May. 21st, 2020

feotakahari: (Default)
I'm thinking some more about Worth the Candle, compared to most other fiction with a first-person narrator and dramatic irony.

The typical approach is to have the character clearly observe all the elements, then fail to put them together, e.g. Adrian Mole being told about an illicit love affair, but thinking the speaker just made a grammar error. I always found that excruciating. If the character can't put two and two together, how did they notice all those details in the first place?

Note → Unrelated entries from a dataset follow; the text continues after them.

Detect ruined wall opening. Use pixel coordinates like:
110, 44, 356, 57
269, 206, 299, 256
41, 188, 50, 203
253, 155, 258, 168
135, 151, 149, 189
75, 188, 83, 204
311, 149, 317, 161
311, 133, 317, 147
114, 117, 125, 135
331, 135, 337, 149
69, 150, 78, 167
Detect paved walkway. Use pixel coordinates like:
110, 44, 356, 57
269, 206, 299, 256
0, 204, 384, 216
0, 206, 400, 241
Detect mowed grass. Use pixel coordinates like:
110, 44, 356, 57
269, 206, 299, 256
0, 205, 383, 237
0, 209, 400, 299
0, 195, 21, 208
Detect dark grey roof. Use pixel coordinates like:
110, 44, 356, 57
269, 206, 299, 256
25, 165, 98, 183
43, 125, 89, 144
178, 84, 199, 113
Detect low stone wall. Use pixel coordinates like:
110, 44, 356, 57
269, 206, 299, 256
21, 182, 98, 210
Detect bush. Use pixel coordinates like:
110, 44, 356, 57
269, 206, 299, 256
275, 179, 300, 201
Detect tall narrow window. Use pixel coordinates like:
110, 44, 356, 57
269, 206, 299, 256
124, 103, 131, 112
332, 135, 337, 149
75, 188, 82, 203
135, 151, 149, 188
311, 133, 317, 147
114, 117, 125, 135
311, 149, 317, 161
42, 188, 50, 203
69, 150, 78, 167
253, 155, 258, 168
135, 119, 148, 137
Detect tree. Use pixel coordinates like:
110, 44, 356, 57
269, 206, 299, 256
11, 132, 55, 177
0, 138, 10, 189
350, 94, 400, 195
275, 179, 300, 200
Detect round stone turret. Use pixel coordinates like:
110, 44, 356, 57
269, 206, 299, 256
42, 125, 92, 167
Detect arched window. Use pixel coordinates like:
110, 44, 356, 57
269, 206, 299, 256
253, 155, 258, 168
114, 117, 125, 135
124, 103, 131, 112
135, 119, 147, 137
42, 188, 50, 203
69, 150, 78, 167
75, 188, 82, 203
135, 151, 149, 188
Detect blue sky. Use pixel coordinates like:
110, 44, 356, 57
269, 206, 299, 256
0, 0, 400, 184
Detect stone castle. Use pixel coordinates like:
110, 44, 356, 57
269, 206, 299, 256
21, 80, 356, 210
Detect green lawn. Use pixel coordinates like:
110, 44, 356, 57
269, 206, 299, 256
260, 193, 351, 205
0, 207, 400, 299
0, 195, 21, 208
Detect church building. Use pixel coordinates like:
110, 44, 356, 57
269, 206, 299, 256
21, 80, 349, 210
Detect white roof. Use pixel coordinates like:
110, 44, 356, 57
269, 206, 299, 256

Worth the Candle is more subtle. Juniper is uninterested in something, barely notices it, and only mentions it in passing. Then later, someone else calls him out on it and it turns out it was important. It turns out this is also excruciating. How did I not realize what was being implied there? If Juniper didn't notice how he was ruining his relationships, and I didn't notice it either from the clues that were presented, then does that mean I wouldn't notice if I ruined my relationships?
feotakahari: (Default)
Submicroscopic by S.P. Meek was published back in 1931. The main character is a human who falls into a sci-fi setting full of both humans and evil nonhumans. One of the nonhuman races has black skin, and has no intelligence, creativity, or mercy. They can copy devices and tools made by other people, but they can never independently develop something new. Their main motivation is to mindlessly kill and pillage, so they have to be killed first.

The other evil nonhumans have yellow skin. They’re scientific geniuses, but also merciless imperialists. They can be negotiated with to some extent, but they will never have empathy for human lives. They also need to be killed before they kill humans.

This is clearly an adventure story, and the author isn’t outright saying anything other than “fighting monsters is cool.” At the same time, it’s pretty dang clear what the author is using as a basis for his monsters, and readers who object to that are doing so for an understandable reason.